‘Chained for Life’ is a Masterful Dissection of How the Film Industry Treats Disability [Fantasia Film Festival]
“Blindness is an illness, but it’s also a metaphor,” explains the actress Mabel (Jess Weixler) in an interview with a skeptical journalist. She’s talking about her role as a blind woman in a sordid arthouse horror film set in a hospital for the disfigured and genetically abnormal. As she, a sight-seeing woman, defends her choice to play a blind woman amid much controversy, she squirms a little. She knows she’s bullshitting. How do you play a metaphor when you have no experience of that which is symbolized? Do we impose metaphors on that which makes us uncomfortable, functioning as a coping mechanism?
These are the questions Chained for Life tackles directly..

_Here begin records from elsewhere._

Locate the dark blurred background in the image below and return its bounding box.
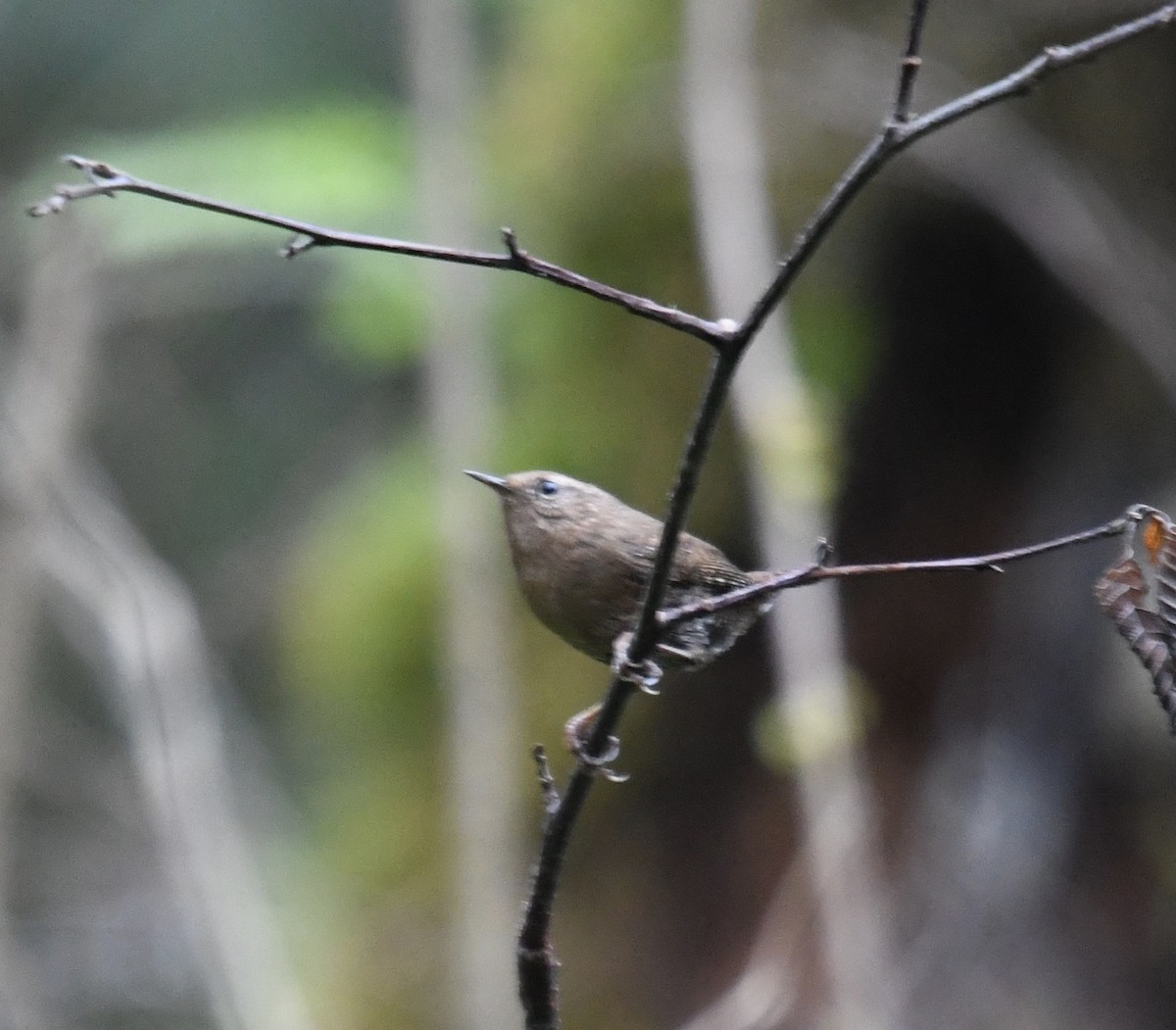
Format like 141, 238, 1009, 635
0, 0, 1176, 1030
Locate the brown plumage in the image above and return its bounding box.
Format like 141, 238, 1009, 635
466, 471, 770, 669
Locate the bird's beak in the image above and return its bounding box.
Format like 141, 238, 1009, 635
466, 468, 511, 494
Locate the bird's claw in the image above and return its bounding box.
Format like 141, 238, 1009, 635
564, 705, 629, 783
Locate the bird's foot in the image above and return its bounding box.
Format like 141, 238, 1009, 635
611, 632, 662, 697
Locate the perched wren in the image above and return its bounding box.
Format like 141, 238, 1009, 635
466, 471, 771, 678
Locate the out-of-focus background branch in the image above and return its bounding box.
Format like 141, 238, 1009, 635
0, 0, 1176, 1028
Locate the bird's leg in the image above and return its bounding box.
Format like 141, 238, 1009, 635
612, 632, 661, 696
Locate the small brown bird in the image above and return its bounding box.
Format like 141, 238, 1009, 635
466, 471, 771, 670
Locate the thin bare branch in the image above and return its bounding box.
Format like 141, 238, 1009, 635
518, 4, 1176, 1030
28, 154, 730, 348
658, 505, 1138, 631
731, 4, 1176, 351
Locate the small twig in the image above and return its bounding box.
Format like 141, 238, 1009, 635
890, 0, 928, 125
28, 154, 730, 349
530, 744, 560, 814
658, 505, 1133, 632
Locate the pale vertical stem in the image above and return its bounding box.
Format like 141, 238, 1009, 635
0, 211, 98, 1026
683, 0, 898, 1030
406, 0, 528, 1030
0, 215, 312, 1030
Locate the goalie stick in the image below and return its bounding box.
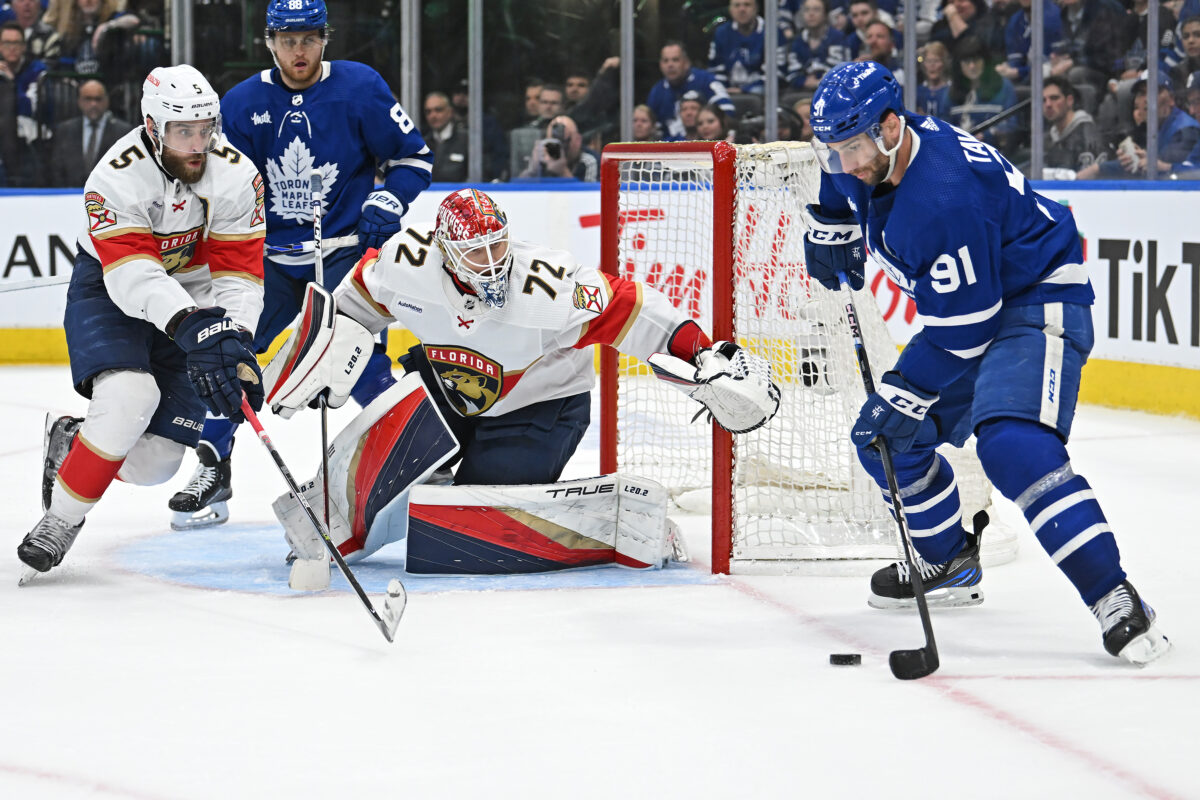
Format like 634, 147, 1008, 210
838, 272, 940, 680
241, 395, 408, 642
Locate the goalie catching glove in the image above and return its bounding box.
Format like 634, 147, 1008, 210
263, 283, 374, 419
649, 342, 780, 433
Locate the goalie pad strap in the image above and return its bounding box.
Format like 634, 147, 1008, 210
276, 374, 458, 560
406, 475, 670, 575
263, 283, 374, 419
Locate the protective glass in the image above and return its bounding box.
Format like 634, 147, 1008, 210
162, 115, 221, 152
439, 225, 512, 308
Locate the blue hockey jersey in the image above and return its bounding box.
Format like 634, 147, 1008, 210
821, 114, 1094, 391
221, 61, 433, 263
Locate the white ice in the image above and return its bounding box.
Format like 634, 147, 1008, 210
0, 367, 1200, 800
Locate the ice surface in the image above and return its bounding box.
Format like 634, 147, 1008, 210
0, 367, 1200, 800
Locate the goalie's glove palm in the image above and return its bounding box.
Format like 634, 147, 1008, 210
175, 306, 263, 422
691, 342, 780, 433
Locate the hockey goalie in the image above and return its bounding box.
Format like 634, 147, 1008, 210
264, 188, 780, 589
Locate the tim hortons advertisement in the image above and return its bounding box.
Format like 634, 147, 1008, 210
0, 185, 1200, 368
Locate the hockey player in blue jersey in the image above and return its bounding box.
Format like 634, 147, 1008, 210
804, 61, 1170, 664
169, 0, 433, 528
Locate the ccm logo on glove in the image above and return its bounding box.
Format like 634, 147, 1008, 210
196, 318, 238, 343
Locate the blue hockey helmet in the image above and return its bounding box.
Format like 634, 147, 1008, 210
266, 0, 329, 32
811, 61, 904, 144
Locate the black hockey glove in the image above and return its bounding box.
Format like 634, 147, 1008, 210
802, 205, 866, 291
174, 306, 263, 422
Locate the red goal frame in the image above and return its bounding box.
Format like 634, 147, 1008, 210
600, 142, 737, 575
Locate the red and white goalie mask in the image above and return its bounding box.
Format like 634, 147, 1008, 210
433, 188, 512, 308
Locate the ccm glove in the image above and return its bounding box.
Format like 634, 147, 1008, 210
800, 204, 866, 291
174, 306, 263, 422
359, 190, 408, 253
850, 372, 938, 452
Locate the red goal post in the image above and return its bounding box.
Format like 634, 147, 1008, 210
600, 142, 1015, 573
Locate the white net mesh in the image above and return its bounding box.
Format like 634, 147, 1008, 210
606, 143, 1001, 569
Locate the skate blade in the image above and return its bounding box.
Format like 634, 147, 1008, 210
866, 585, 983, 609
170, 501, 229, 530
1118, 625, 1171, 667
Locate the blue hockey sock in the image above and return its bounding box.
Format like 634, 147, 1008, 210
200, 416, 238, 461
859, 450, 966, 564
350, 344, 396, 408
976, 419, 1126, 606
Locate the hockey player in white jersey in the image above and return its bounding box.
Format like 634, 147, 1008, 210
17, 65, 265, 583
266, 188, 779, 582
805, 61, 1170, 664
169, 0, 433, 528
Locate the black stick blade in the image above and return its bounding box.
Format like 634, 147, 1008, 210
888, 648, 941, 680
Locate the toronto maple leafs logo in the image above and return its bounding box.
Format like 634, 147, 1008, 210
266, 137, 338, 222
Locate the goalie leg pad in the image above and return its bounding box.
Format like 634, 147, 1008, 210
276, 375, 458, 560
406, 475, 674, 575
263, 283, 374, 419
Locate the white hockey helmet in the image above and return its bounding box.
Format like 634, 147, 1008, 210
433, 188, 512, 308
142, 64, 221, 152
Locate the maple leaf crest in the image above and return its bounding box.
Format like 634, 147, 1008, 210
266, 137, 338, 222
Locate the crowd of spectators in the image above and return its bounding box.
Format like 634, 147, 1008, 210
0, 0, 1200, 186
0, 0, 163, 187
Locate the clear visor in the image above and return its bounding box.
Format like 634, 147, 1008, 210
162, 115, 221, 152
812, 125, 888, 175
440, 227, 512, 307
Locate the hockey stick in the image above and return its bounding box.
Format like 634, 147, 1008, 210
838, 272, 940, 680
308, 169, 329, 556
241, 395, 408, 642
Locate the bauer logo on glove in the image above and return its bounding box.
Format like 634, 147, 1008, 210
649, 342, 780, 433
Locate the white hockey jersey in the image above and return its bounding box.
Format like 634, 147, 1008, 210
334, 224, 709, 416
79, 127, 266, 331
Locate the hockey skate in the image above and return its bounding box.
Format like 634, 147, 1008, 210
1091, 581, 1171, 667
866, 511, 988, 608
42, 414, 83, 513
167, 441, 233, 530
17, 513, 83, 587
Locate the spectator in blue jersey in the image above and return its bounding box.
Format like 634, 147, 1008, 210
858, 19, 905, 86
43, 0, 139, 77
929, 0, 1004, 64
996, 0, 1062, 84
646, 41, 733, 142
168, 0, 433, 528
946, 36, 1016, 144
917, 42, 952, 120
1079, 72, 1200, 179
708, 0, 787, 95
803, 62, 1170, 666
787, 0, 850, 91
0, 22, 46, 186
521, 114, 600, 181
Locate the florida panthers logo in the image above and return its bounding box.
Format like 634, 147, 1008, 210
425, 344, 504, 416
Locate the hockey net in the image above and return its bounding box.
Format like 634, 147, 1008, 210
601, 143, 1016, 572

Hollywood doesn’t have a great track record when it comes to representing disability and disfigurement. That’s a given. It’s long been fascinated with the spectacle of deformity, and marvels at those beautiful women that fall in love with “monsters,” despite (or because of?) their disfigurement. From Freaks to The Elephant Man to The Theory of Everything, cinema usually alternates between pity porn and demonization. Chained for Life is in direct dialogue with those films, criticizing them while posing a whole new set of questions.
Masterfully directed by Aaron Shimberg, Chained for Life (which borrows its title from the 1952 exploitation film about conjoined twins) is a wonderfully funny and empathetic meta-commentary, a behind-the-scenes drama in the style of Cassavetes’ Opening Night and Truffaut’s La Nuit Americaine. The film being made within the film is a campy horror flick, the first English production from a Herzog-like German director (played by child actor Charlie Korsmo). Mabel plays the beautiful lead, with a laughable German accent. She is blind, but when her surgeon (Stephen Plunkett) restores her sight, she is horrified to discover that her lover (Adam Pearson of Under the Skin fame) is terribly disfigured. Her repulsion is her downfall, as gets face-full of acid thrown at her.
We don’t see much of this film being shot. Shimberg trusts that we are already too familiar with the film’s modus operandi. He is more interested in the discussions that happen off-screen; how pretentious directors justify their bad choices to their actors and how able-bodied actors interact with their disabled co-stars.
There are many scenes that begin with the audience thinking we are watching reality, but with the yell of “Cut!”, it is unveiled as being a part of one of the films/realities that make up Chained for Life (yes, there are many). But these reveals don’t feel like ‘gotcha!’ moments. They simultaneously raise our suspicions for future scenes and encourage us to retroactively question which cinematic tropes seep into our everyday interactions.
The film takes it a step further when the disabled actors and extras, forced to sleep over at the hospital, make use of the equipment they’re supposed to be guarding and make their own film. Max, a creep and a narcissist surgeon, recycles the same quote by Joan Didion over and over again (though he doesn’t credit her): “We tell ourselves stories in order to live.” These actors are telling their own stories. And they’re not what you’d necessarily expect. Some are violent and punitive, while others are fantasy fulfillment, like the scene in which Rosenthal re-introduces himself to Mabel as a new man, with a new beautiful face. If you are given so few opportunities to tell “your” story, do you tell the one the paying-public will want to see?
Shimberg treats his characters with such tenderness. Mabel and Rosenthal are co-leads in both films. They’re not so much an odd couple as an awkward couple. But this awkwardness is entirely on Mabel’s end, as she tries to get to know him and see beyond his disfigurement. By the end, their friendship seems as natural and complex as any. Rosenthal is allowed to be a character that is not defined by his disfigurement, and yet was cast in the horror film because of it. In one scene in which Mabel gives Rosenthal acting tips, Shimberg suggests that Rosenthal’s inability to display affect via facial expression is perhaps what’s most unsettling to outsiders. What is he thinking and feeling? That’s why he wrote him lines.
The film is neither a diatribe against the treatment of disabled people, nor is it an “inner beauty is what counts and besides I don’t see disability” vomit-inducing indulgence. It’s a subcutaneous exploration of film history’s fascination with disability.
The film opens with a long and lavish quote from film critic Pauline Kael about why we love to look at beautiful actors and actresses on-screen: “Actors and actresses who are beautiful start with an enormous advantage because we love to look at them.” So, if blindness is a metaphor, what about beauty?